Sports Minister Harin Fernando
Sports Minister Harin Fernando

Rugby in Sri Lanka is at the crossroads with the national team aiming to gain promotion to the top tier of the Asia Rugby Championship Division One tournament and the Singer schools League set to resume after a two-month hiatus caused by the unfortunate Easter Sunday bombings.

In a wide-ranging interview with the Sunday Observer, Sports Minister Harin Fernando gave an insight on his plans and priorities to develop rugby in the country, how to bridge the gulf between school and club players, whether Sri Lanka should have a professional Sevens squad, avenues of funding for the sport and the significance of building a new rugby culture by staging matches under lights.

Asked what his priorities would be for rugby, the minister said: “The first priority we have identified is how do we retain more school players to keep continuing rugby at least for a good five years. To do that we need a bit more funding and get structured. We also need guidance and coaching from all possible avenues.”

Indeed many talented schoolboy players are lost in the system because of the lack of opportunities, according to rugby officials. Minister Fernando attributed this to changing priorities of the new generation and because rugby is a contact sport.

“Most of the younger generation now concentrate on education when they finish rugby. Also to sustain and maintain themselves, it’s quite expensive because of the injuries. We are trying to look at an insurance scheme for the national pool who will become semi professional. We need to have a structure where we can look after them in the long term,” said the Minister.

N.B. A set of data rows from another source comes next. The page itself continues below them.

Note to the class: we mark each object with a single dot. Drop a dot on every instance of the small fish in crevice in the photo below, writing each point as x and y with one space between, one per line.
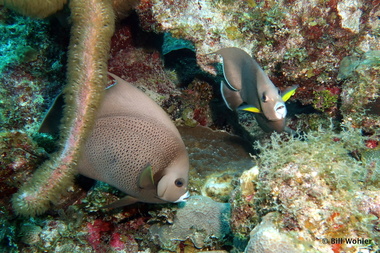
248 88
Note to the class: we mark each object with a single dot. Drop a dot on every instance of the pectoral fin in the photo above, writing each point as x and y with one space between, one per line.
249 108
146 178
231 98
127 200
289 92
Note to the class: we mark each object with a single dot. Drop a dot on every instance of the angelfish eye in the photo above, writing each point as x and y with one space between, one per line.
179 182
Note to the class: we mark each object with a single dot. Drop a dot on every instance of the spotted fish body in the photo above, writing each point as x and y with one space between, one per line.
248 88
135 147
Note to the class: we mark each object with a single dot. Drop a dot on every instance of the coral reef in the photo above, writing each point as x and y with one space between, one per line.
360 90
200 219
305 188
265 238
317 194
93 26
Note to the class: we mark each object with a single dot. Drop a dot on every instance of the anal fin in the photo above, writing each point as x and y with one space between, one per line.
127 200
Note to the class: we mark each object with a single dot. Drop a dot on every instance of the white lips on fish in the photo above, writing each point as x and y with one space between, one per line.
280 110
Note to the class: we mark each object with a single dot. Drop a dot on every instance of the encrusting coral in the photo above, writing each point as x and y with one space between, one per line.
316 187
93 26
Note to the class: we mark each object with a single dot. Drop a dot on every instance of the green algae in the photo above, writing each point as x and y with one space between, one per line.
324 100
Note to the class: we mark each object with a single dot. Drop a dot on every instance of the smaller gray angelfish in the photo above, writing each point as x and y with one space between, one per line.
248 88
135 147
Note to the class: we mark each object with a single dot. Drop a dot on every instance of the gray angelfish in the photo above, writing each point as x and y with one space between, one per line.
135 147
248 88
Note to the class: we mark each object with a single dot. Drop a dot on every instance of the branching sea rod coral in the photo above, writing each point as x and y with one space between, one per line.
92 28
35 9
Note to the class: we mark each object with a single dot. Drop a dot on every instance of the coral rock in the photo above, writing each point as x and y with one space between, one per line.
200 219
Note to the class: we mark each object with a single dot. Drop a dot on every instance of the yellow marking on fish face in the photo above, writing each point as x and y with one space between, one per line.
249 108
288 94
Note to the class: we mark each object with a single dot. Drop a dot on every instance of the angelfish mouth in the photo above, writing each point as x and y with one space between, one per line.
280 110
183 198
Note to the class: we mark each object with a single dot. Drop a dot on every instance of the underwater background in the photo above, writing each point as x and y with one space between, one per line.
315 189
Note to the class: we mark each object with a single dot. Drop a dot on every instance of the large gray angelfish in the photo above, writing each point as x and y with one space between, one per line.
248 88
133 146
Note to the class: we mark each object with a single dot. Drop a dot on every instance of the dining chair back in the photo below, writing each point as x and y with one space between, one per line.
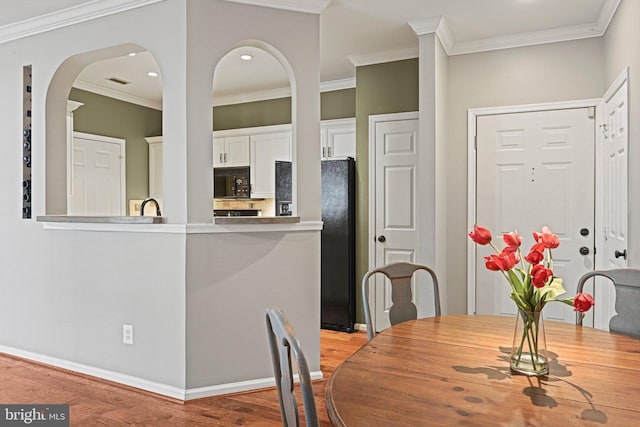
627 285
400 274
285 348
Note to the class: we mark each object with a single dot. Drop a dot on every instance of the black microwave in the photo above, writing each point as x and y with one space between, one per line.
231 183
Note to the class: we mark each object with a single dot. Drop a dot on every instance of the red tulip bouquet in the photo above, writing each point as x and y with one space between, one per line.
533 285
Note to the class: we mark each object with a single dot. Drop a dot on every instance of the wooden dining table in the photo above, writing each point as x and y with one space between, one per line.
454 370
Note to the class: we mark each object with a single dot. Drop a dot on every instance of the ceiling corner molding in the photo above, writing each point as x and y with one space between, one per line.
426 26
380 57
111 93
306 6
437 25
609 9
576 32
341 84
526 39
69 16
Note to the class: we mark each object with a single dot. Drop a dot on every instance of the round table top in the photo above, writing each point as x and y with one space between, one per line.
453 370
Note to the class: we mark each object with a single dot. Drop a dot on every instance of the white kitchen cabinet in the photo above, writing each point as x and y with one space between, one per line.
155 167
338 139
266 148
230 151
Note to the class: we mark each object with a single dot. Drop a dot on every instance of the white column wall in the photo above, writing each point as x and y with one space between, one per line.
66 294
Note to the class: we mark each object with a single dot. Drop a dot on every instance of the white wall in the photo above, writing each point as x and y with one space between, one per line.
66 294
621 44
545 73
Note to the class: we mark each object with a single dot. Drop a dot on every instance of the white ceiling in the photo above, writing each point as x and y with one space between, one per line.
352 32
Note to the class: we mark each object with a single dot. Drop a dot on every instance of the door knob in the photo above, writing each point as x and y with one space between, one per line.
622 254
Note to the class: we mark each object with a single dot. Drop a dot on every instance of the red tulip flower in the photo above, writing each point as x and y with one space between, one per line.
547 238
534 257
480 235
512 239
583 302
540 275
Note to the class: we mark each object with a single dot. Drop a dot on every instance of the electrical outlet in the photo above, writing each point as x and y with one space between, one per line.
127 334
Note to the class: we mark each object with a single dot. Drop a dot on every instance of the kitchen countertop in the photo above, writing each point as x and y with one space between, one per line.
101 219
256 219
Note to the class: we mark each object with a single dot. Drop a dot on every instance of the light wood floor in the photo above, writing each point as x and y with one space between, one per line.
102 403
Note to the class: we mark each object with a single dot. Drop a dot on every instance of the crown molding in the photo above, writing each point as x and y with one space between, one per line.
576 32
69 16
526 39
116 94
437 25
306 6
380 57
341 84
609 9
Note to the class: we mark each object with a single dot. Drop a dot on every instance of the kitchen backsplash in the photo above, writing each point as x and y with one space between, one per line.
267 206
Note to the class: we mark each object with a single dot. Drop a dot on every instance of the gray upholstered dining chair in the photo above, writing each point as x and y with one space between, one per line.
627 285
284 344
400 275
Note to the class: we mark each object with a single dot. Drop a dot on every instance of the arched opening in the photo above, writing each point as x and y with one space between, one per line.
100 107
254 132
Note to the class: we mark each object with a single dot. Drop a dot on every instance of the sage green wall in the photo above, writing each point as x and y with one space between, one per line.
102 115
386 88
252 114
337 104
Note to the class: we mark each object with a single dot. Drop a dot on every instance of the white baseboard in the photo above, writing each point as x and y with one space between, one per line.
360 327
129 380
216 390
152 386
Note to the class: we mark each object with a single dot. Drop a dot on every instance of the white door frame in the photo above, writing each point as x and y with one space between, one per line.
373 121
100 138
471 170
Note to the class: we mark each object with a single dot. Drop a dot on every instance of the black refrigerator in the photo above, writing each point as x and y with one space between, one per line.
338 245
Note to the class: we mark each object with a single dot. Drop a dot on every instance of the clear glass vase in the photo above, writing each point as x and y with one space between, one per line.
529 351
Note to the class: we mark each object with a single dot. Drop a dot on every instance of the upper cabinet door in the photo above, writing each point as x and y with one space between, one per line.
218 152
338 139
265 150
231 151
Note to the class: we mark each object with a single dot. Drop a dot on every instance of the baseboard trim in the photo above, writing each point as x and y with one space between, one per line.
146 385
238 387
116 377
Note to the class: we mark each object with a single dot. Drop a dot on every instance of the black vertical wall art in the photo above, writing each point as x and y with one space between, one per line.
26 142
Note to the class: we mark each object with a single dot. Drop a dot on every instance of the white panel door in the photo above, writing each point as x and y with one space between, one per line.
396 233
614 202
97 184
536 169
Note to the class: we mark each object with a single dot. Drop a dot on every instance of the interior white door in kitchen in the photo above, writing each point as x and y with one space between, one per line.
536 169
395 214
615 142
97 176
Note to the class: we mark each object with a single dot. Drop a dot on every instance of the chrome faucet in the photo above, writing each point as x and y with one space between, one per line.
147 200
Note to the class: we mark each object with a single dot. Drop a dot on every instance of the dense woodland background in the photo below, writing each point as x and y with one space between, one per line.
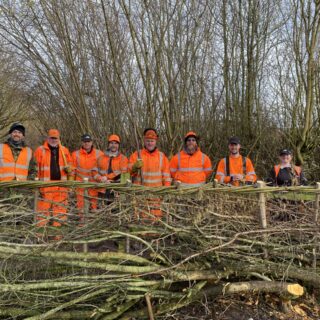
230 67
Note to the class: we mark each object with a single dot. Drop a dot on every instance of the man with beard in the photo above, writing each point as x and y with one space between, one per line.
150 167
235 169
190 167
286 173
85 162
54 164
111 165
16 161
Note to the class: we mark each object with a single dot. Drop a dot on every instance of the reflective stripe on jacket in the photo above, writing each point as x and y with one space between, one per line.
119 165
11 169
277 168
236 167
85 163
43 157
192 170
155 171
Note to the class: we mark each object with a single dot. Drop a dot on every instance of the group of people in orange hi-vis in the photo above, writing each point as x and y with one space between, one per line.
150 167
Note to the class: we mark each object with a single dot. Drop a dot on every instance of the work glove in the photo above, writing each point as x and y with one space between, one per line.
137 165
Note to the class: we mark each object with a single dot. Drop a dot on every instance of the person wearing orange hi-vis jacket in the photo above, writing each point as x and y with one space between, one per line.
235 169
150 168
85 164
190 167
54 164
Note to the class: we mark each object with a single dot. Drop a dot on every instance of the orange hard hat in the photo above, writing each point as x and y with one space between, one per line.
190 134
54 133
114 137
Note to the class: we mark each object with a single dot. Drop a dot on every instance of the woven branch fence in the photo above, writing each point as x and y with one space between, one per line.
122 263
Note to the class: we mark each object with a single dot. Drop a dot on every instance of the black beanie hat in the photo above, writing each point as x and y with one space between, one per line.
19 127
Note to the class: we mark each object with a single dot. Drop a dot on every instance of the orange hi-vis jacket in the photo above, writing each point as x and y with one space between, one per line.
296 169
191 169
155 171
11 169
85 163
119 164
43 158
236 166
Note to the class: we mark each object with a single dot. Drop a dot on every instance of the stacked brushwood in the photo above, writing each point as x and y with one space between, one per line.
121 263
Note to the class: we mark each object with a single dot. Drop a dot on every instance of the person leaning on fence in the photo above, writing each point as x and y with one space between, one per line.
85 163
190 167
235 169
16 159
285 173
54 164
110 165
150 167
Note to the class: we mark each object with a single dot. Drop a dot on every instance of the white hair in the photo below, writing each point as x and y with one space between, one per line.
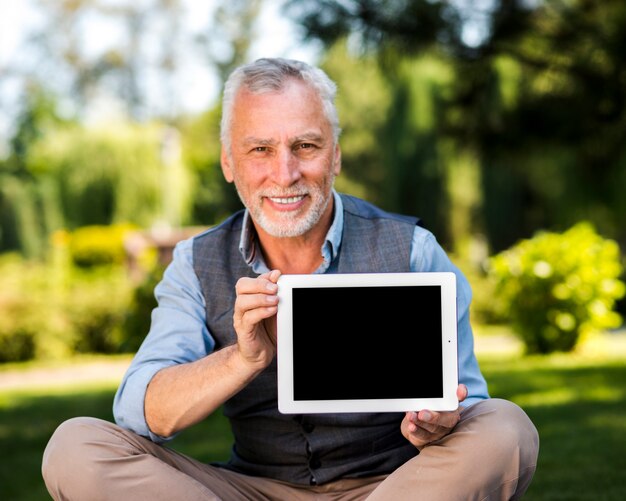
271 75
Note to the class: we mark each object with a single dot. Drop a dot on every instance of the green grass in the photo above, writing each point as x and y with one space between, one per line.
578 403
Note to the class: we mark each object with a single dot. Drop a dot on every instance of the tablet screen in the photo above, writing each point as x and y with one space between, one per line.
367 342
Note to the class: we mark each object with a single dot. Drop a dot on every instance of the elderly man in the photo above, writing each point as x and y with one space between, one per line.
212 343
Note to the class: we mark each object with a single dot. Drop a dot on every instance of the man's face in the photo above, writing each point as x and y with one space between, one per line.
283 159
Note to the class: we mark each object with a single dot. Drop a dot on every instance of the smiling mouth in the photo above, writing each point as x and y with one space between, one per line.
287 200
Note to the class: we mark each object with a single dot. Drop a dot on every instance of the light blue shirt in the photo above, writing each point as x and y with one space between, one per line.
179 333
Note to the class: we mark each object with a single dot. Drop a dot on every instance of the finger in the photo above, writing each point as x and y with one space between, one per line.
433 421
263 284
252 309
461 392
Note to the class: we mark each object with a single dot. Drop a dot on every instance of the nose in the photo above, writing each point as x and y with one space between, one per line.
286 168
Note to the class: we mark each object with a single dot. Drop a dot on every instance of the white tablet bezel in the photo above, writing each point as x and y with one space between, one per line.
286 402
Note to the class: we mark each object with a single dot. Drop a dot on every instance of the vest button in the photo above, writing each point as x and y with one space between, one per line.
314 462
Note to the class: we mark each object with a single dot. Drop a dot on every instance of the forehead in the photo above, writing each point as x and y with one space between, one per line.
293 110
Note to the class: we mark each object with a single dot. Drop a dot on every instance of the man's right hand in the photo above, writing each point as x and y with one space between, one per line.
254 318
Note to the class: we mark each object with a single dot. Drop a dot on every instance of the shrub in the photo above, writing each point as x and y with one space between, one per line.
557 287
98 245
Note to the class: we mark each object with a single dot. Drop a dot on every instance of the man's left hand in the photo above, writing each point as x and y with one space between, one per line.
423 427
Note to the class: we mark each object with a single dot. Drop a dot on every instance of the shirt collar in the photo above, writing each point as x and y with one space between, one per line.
248 245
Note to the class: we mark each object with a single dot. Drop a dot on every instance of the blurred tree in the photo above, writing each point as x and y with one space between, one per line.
112 174
537 99
226 42
28 206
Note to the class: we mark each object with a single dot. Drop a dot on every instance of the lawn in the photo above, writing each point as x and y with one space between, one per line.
578 403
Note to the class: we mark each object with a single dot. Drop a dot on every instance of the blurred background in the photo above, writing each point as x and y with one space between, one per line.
496 122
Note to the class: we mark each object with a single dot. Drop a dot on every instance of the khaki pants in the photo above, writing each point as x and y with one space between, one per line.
491 454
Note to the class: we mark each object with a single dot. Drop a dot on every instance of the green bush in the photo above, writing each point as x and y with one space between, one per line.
54 309
554 287
96 245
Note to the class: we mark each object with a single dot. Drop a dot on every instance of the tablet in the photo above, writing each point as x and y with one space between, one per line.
367 342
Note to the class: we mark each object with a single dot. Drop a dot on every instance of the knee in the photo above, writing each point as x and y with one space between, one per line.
69 454
506 429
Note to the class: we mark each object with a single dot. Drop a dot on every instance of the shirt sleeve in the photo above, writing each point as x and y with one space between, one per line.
428 255
178 334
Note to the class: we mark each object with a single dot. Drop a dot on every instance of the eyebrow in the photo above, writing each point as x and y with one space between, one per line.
307 136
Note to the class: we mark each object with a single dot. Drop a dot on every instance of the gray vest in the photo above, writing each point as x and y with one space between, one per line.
314 448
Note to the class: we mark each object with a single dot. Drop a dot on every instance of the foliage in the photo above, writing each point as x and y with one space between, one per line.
54 309
137 322
213 197
534 102
556 287
112 174
92 246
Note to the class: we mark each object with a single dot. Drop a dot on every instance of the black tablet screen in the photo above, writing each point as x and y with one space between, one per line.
367 342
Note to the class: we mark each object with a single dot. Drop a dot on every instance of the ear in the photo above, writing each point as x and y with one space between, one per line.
226 165
337 160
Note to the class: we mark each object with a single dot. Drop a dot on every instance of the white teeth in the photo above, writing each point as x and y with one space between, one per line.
287 200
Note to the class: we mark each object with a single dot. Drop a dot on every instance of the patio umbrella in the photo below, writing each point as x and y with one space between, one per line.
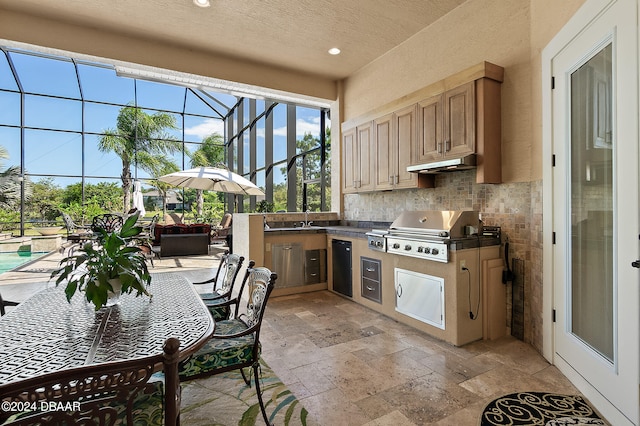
138 201
212 179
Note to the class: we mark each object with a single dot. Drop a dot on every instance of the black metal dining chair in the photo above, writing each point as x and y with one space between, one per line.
235 344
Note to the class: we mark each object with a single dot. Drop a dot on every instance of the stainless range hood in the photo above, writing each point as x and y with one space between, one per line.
451 165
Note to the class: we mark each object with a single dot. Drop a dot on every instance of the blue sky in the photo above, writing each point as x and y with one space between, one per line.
60 152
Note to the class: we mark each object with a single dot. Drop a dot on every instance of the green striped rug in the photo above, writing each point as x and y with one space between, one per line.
226 400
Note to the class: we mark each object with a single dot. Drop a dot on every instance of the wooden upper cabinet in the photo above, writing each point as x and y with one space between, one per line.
453 118
384 152
348 160
357 151
429 143
459 121
447 125
395 138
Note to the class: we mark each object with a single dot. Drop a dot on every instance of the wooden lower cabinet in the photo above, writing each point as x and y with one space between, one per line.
370 280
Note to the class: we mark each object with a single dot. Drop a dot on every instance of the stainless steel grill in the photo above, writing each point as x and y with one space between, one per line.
425 234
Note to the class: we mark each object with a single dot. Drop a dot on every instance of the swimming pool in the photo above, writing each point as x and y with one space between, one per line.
8 261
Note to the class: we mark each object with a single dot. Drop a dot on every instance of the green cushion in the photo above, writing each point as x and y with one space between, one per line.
218 353
148 407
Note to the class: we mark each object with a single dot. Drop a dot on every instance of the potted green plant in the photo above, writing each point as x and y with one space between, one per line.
112 260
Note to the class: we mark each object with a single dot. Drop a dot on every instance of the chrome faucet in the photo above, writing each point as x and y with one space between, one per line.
306 222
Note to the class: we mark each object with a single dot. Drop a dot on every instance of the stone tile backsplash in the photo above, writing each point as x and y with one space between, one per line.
515 207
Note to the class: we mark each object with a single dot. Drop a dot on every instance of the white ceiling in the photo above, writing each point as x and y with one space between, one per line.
289 34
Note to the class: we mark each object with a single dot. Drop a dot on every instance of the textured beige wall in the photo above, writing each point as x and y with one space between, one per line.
547 18
506 33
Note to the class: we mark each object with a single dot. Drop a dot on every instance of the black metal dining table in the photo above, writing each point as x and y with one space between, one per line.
46 333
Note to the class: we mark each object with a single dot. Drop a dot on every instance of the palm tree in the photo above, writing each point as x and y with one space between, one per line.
142 138
211 152
10 184
163 169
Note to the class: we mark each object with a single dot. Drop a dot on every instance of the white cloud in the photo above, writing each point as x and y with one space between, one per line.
206 128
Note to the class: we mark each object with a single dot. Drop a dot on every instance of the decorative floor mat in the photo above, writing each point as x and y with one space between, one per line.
539 408
225 399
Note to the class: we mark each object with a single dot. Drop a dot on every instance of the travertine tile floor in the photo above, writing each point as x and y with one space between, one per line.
349 365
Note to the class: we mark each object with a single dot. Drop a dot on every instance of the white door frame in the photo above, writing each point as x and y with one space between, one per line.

He backs the idea of the national Sevens team going professional but not at the expense of the traditional game of fifteen players.

“They (Sri Lanka Rugby) are looking at Sevens rugby in which Sri Lanka has much more potential because the talent is good, pace is there, skills are quite better.

But I would like to see Sri Lanka making an impact in XVs rugby and to be among the top three sides in Asia,” said the Minister, a former rugby player at St. Joseph’s College.

He is acutely aware that funding is key to sustainability of sports in the country. “Even the Sports Ministry needs to find funding or different resources or sponsors to keep going and that’s what we have been discussing in our symposium with the National Sports Council to see how we identify certain sports and where do you want to reach. I believe if we can build on those policies, that will benefit for the future and it will be a good start,” he said suggesting structural changes in the running of rugby.

Asked how the Sports Ministry can support Sri Lanka Rugby (SLR) by way of funds, the minister said: “On this trip (for the Asian tournament in Chinese Taipei) we helped them out by buying the tickets for the touring contingent. We (Sports Ministry) have 66 sports to look after.”

However, he noted funding is aligned to performance internationally like at Sri Lanka Cricket. “The two most popular sports I would say are cricket and rugby when it comes to sponsors’ interest.

The cricket board functions on their own because they get quite a substantial amount of money with the team in the world’s top 8 or 10. In rugby, we will get more benefits if we go up the ranking. We are 44th in the world (from over 100 countries). If we can move up to at least under 30, we might be able to make more strides. I think it’s not impossible. It is possible for us to reach there,” said the minister.

“It all boils down to sponsorship and we have to thank Dialog Axiata specially for the fantastic services they have given to Sri Lanka Rugby and also would never forget to mention the Forces. Without the Forces, rugby in Sri Lanka would not exist.”

Minister Fernando also contends that employing a new strategy to keep spectator interest alive could be in the form of playing rugby late in the evening under lights like in other Asian countries.

“In Kandy or in Colombo we would like to see the matches moving into the night or evening part of the night so as to get the crowds coming in after work and having a different culture.

“The crowd should enjoy the game. Everybody should have something to do in that evening. It should be a fun day, match day. We have to build that culture,” said the sporting minister.